26/11/2025
💜 In loving memory of the two biggest missing pieces of my heart 💜
Today marks 10 years since my Dad left this world, and 5 years since my beautiful niece, Gracie, joined him.
I’ve been awake since 5am trying to find the right words… and none of them feel big enough.
How has 10 years passed without his laughter, his silly jokes, his phone calls, or him sat in my living room reading the paper or watching Star Trek?
He adored his grandkids. He’d be so proud of who they are becoming 🥹
And my Gracie… my heart aches for her every day. I miss her cuddles, her smile, her big heart. She was Scarlett’s best friend for 11 years, Sofia’s first girl cousin, and she absolutely loved her Uncle John. She loved us all.
Losing both Dad and Grace broke me open in a way I never expected. It changed me forever.

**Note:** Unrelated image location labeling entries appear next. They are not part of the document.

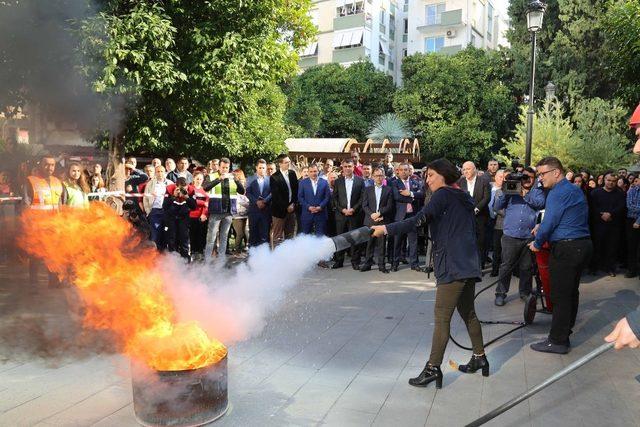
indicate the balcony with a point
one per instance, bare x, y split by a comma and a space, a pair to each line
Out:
450, 18
351, 54
450, 50
349, 21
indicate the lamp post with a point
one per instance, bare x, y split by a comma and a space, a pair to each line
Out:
535, 14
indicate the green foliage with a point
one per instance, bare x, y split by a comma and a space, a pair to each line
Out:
600, 132
330, 101
390, 126
201, 76
553, 135
594, 141
457, 105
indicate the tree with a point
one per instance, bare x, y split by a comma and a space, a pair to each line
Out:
330, 101
600, 134
622, 29
223, 57
390, 126
553, 135
594, 140
457, 105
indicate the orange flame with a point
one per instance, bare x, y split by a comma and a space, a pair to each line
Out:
119, 285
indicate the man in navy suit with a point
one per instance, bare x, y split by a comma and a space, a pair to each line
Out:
314, 196
408, 194
377, 204
259, 195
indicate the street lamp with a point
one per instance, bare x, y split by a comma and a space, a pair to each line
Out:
535, 14
550, 90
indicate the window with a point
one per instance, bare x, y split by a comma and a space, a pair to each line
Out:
349, 7
311, 50
489, 22
347, 39
434, 13
433, 44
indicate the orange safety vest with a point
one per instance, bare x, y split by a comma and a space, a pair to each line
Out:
46, 194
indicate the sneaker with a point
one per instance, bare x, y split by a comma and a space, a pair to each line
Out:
547, 346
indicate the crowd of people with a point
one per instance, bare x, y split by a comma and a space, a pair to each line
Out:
198, 210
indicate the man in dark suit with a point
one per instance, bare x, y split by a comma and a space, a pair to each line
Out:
377, 205
284, 197
347, 203
480, 190
408, 194
314, 197
259, 195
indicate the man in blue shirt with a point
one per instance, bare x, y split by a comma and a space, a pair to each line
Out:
565, 226
520, 213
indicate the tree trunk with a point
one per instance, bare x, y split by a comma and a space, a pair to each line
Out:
115, 171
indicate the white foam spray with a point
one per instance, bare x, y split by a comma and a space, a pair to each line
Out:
231, 305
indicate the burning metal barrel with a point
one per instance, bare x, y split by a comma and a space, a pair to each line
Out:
352, 238
179, 398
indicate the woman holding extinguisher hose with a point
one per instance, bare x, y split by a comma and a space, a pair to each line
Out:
450, 215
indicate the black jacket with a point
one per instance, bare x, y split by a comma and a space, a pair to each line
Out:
339, 197
453, 230
280, 193
387, 205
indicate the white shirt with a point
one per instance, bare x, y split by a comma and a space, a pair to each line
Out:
471, 185
378, 191
159, 190
348, 185
261, 184
285, 174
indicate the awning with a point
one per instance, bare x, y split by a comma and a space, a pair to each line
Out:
384, 49
310, 50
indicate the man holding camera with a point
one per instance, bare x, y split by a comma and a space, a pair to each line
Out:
566, 227
521, 201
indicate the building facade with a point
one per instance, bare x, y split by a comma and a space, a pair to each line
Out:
385, 31
356, 30
448, 26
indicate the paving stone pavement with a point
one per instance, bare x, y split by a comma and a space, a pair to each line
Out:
338, 352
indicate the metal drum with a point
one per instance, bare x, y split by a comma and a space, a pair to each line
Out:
179, 398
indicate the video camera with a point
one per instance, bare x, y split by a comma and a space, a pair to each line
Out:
513, 181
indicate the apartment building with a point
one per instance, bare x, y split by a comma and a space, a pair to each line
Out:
447, 26
355, 30
385, 31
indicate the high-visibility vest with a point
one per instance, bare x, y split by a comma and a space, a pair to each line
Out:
76, 198
46, 193
215, 196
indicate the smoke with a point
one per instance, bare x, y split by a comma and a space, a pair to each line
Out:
232, 305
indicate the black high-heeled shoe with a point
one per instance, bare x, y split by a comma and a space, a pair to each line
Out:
429, 373
476, 362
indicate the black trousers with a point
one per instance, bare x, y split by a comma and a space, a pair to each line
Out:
515, 254
606, 244
497, 251
633, 241
375, 248
481, 234
344, 224
177, 235
197, 235
568, 259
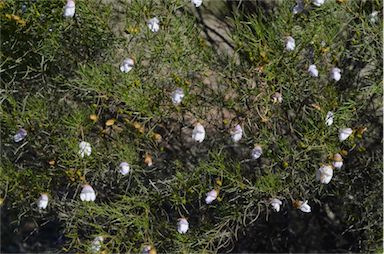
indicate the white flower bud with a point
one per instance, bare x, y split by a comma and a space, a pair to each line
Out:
182, 226
177, 96
256, 152
313, 71
237, 133
329, 118
373, 17
299, 7
290, 43
127, 65
344, 134
318, 2
276, 203
85, 149
96, 244
20, 135
69, 9
211, 196
149, 249
277, 98
335, 74
324, 174
198, 133
87, 193
303, 206
197, 3
124, 168
337, 161
42, 202
154, 24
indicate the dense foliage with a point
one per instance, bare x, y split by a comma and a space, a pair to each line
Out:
61, 82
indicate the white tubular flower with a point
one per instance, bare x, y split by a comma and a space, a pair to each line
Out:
198, 133
149, 249
96, 244
290, 43
277, 98
211, 196
42, 202
324, 174
373, 17
318, 2
329, 118
337, 161
154, 24
124, 168
20, 135
299, 7
127, 65
182, 226
313, 71
302, 206
177, 96
276, 203
335, 74
256, 152
197, 3
344, 134
85, 149
69, 9
237, 133
87, 193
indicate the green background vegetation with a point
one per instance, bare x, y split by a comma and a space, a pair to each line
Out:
56, 72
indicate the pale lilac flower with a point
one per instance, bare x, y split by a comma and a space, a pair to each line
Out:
299, 7
373, 17
197, 3
87, 193
335, 74
96, 244
318, 2
256, 152
198, 133
69, 9
290, 44
20, 135
337, 161
237, 133
154, 24
148, 249
127, 65
303, 206
124, 168
344, 134
276, 203
42, 202
85, 149
324, 174
329, 118
182, 226
177, 96
211, 196
313, 71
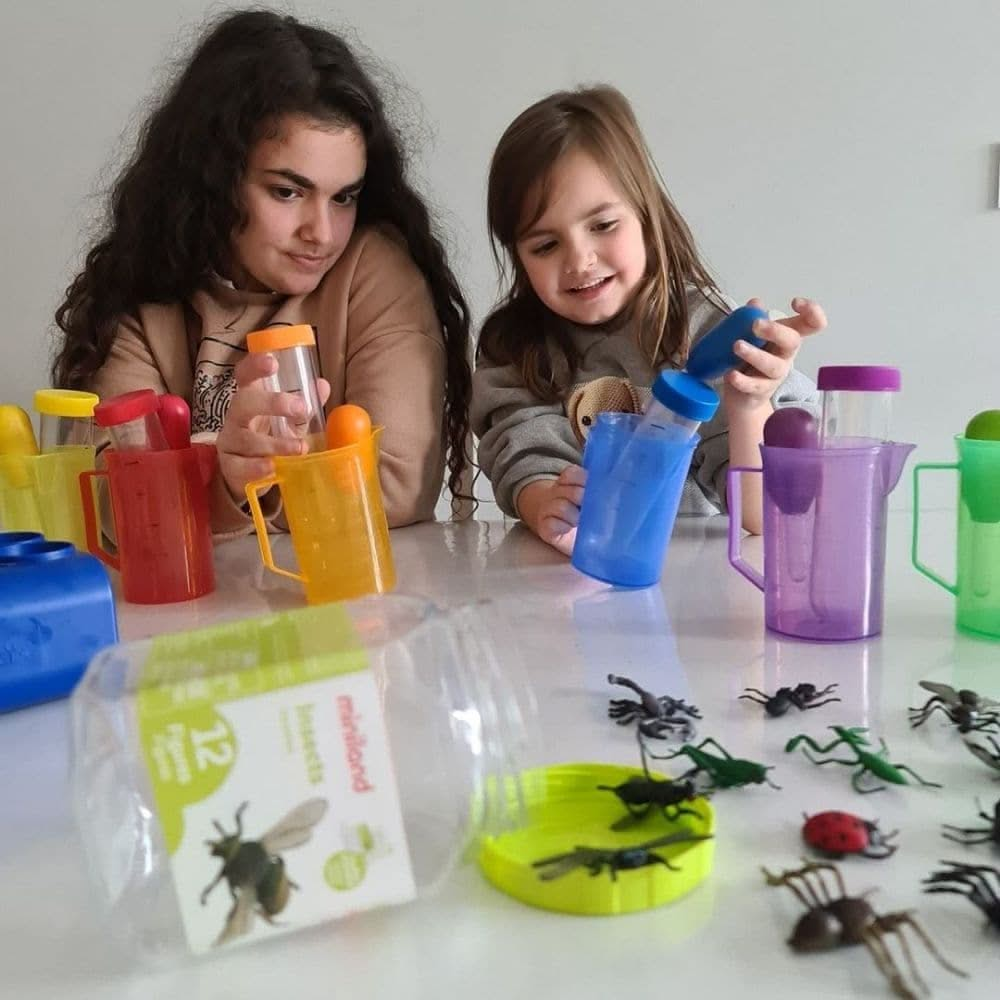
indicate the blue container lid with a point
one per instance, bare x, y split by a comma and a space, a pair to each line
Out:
686, 396
13, 543
713, 355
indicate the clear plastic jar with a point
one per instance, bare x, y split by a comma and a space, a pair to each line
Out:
133, 421
857, 403
294, 348
679, 403
454, 722
66, 419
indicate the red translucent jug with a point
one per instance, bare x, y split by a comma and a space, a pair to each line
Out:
160, 507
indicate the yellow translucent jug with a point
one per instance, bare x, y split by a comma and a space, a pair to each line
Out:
40, 492
333, 505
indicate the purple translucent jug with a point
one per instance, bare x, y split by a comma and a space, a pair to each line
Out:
824, 537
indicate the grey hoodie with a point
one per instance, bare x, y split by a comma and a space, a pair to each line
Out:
522, 438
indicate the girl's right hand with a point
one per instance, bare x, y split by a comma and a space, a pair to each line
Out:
551, 507
245, 443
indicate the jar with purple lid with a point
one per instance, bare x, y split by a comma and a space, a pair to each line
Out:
857, 404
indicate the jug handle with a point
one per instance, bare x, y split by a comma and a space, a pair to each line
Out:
90, 519
914, 553
734, 492
254, 489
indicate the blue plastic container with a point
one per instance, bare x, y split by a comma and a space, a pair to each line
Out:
56, 610
630, 500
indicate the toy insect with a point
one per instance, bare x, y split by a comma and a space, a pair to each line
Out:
658, 717
988, 758
802, 696
254, 869
837, 833
723, 772
640, 795
596, 859
965, 708
970, 881
839, 921
867, 762
977, 835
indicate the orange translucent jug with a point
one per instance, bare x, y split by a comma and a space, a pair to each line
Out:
333, 504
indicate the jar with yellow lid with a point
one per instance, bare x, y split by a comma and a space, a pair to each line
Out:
65, 419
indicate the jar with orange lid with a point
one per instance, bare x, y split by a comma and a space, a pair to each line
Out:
294, 349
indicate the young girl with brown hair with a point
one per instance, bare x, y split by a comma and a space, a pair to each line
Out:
605, 281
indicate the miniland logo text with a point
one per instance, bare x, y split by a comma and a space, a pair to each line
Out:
354, 744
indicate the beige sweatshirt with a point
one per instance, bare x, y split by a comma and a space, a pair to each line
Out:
380, 346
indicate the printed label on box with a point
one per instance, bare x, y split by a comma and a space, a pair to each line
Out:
271, 772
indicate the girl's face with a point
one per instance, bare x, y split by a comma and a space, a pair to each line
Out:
586, 255
300, 195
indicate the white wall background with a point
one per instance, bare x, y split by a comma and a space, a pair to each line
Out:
848, 151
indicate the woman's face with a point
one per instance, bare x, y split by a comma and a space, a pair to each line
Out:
300, 195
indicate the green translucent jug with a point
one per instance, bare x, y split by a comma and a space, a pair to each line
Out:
977, 566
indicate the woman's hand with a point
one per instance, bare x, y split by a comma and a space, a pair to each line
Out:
551, 507
245, 443
765, 368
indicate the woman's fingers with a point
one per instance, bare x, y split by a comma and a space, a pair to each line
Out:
239, 471
252, 402
250, 443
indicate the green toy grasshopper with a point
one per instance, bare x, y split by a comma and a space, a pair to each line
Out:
723, 772
875, 763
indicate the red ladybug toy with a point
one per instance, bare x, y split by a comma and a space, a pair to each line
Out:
836, 834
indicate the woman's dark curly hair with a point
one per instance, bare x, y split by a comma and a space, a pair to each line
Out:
176, 204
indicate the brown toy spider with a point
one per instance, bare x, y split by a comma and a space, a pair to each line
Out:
838, 921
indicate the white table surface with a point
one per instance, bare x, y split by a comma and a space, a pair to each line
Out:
700, 636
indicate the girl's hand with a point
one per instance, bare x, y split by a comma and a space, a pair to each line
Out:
551, 507
245, 444
765, 368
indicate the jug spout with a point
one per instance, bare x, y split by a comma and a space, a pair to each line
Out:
893, 458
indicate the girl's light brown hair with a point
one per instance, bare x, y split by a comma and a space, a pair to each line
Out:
521, 330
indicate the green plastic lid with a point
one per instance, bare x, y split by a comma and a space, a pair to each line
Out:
565, 811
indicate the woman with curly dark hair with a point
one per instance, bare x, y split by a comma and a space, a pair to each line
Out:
268, 187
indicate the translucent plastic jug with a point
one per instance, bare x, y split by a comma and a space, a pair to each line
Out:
160, 506
977, 579
824, 537
634, 486
333, 505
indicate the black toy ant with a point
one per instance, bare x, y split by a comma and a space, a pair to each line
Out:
990, 759
971, 882
977, 835
596, 859
965, 708
658, 716
802, 696
832, 922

But it also became my purpose.
Graceful Healing wouldn’t exist without them 🤍
They are the reason I do this work.
Grief is painful and messy.
It changes who you are.
It steals your breath and breaks you apart…
but it also teaches you to love differently, to honour differently, to keep going.
Because grief is just love with nowhere physical to go 💔
So today I honour them both and all the love they left behind.
💜 Dad, thank you for the 35 years of love and laughter. I miss you every single day.
🩷 Gracie, thank you for the joy, the cuddles and the memories. I will carry you with me forever.